Steven Anderson's own goal and Olivier Ntcham's strike completed a famous day.
St Johnstone, who started the day sixth in the table, were the last Scottish team to defeat the Premiership leaders and drew 1-1 in their most recent meeting.
But Tommy Wright's injury-hit side went into this encounter without a goal in a run of five games without a win and against a team who had only conceded six times in their opening 11 league matches this season - their best start to a season since 2003-04.
The Perth side had been unable to muster a win in five meetings with Celtic since that 2016 win at McDiarmid Park, losing four in a row until that August draw in Glasgow, and never looked like denying Rodgers' side another significant milestone.

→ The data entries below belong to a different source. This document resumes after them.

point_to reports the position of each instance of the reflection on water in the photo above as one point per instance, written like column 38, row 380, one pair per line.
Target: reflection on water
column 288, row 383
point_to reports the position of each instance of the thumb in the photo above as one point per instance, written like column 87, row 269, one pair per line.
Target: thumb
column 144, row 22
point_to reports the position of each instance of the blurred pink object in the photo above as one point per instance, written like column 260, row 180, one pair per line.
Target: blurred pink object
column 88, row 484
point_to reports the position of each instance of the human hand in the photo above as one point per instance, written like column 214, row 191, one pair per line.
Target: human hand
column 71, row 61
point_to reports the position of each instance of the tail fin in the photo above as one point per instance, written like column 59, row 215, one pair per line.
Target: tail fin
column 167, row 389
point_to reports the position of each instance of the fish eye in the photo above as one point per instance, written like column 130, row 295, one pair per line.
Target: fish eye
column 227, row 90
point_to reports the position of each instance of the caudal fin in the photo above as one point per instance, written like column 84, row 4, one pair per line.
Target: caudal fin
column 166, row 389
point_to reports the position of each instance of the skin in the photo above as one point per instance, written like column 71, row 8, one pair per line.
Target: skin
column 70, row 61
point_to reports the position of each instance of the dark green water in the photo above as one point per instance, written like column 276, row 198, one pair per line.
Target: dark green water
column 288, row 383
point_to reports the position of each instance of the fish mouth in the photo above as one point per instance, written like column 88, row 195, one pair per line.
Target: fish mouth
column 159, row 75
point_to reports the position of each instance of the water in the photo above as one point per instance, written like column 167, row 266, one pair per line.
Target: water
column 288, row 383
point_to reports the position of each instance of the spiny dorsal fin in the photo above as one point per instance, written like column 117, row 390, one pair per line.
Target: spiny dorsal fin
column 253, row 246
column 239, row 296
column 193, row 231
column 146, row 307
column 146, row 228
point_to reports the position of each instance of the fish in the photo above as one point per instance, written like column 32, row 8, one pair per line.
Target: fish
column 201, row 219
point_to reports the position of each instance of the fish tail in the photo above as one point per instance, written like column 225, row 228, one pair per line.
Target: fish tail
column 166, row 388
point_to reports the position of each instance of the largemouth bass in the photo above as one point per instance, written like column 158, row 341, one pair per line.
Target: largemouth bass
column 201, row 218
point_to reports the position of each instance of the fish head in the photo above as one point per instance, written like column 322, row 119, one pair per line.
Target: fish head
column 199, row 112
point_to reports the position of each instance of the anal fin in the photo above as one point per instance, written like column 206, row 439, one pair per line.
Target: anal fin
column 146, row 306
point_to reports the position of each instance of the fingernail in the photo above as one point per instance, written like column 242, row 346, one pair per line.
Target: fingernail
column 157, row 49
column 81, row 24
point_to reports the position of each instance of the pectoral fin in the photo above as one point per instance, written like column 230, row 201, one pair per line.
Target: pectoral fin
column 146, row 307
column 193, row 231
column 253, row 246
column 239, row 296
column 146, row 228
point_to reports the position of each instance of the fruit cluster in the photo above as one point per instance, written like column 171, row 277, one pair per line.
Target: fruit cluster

You get the feeling the weight of history sits fairly comfortably on the shoulders of the Celtic players.
After becoming treble-winning invincibles last year, the domestic unbeaten run record was simply another step in their quest to steamroller mercilessly over the rest of Scottish football.
Rodgers was taking no chances though and named the same 11 who had impressed in the midweek Champions League defeat by Bayern Munich.
In stark contrast, they were facing a St Johnstone side who had failed to find the net since the end of September - it was a fixture that screamed away win.
Celtic took control as expected, but despite early waves of attack in the Perthshire sunshine, the home side stood firm.
Dembele and Sinclair linked up well inside the box and looked dangerous, but Celtic were giving the Saints the odd sniff in the form of some central-defensive mix-ups.
Celtic's patience this year has been every bit as deadly as their high press. They push and probe and bide their time, knowing the chances will come.
Armstrong fired in a low corner from the right-hand side and Sinclair was deadly from five yards out, sweeping the ball past goalkeeper Zander Clark to secure the lead.
It was the cue for the travelling support to start their party and, as the fans increased the noise levels, the Celtic players responded and upped the tempo.
In the late autumn sunshine, St Johnstone were left chasing shadows.
So it continued into the second half and Aaron Comrie was forced to header off the line and on to the bar from a Dedryck Boyata header.
In the rare St Johnstone forays forward, they lacked belief and conviction and a Celtic back line, which at times looked a little shaky, was rarely threatened.
The new record was in the bag midway through the second half when the green and white machine once again breached the wall of blue.
Armstrong powered down the left-hand side and his cross was delicately clipped in from close range by Dembele.
The celebrations were barely over when Anderson turned the ball into his own net to compound the home side's misery.
It was exhibition stuff for the league leaders after that as they toyed with and tormented St Johnstone with slick one-touch football that was a joy to watch.
When substitute Ntcham drilled in number four at the end of another fabulous passage of play, a century-old record was smashed.
At the end, they took their bow in front of the thousands who had come to watch history. Sixty three and counting.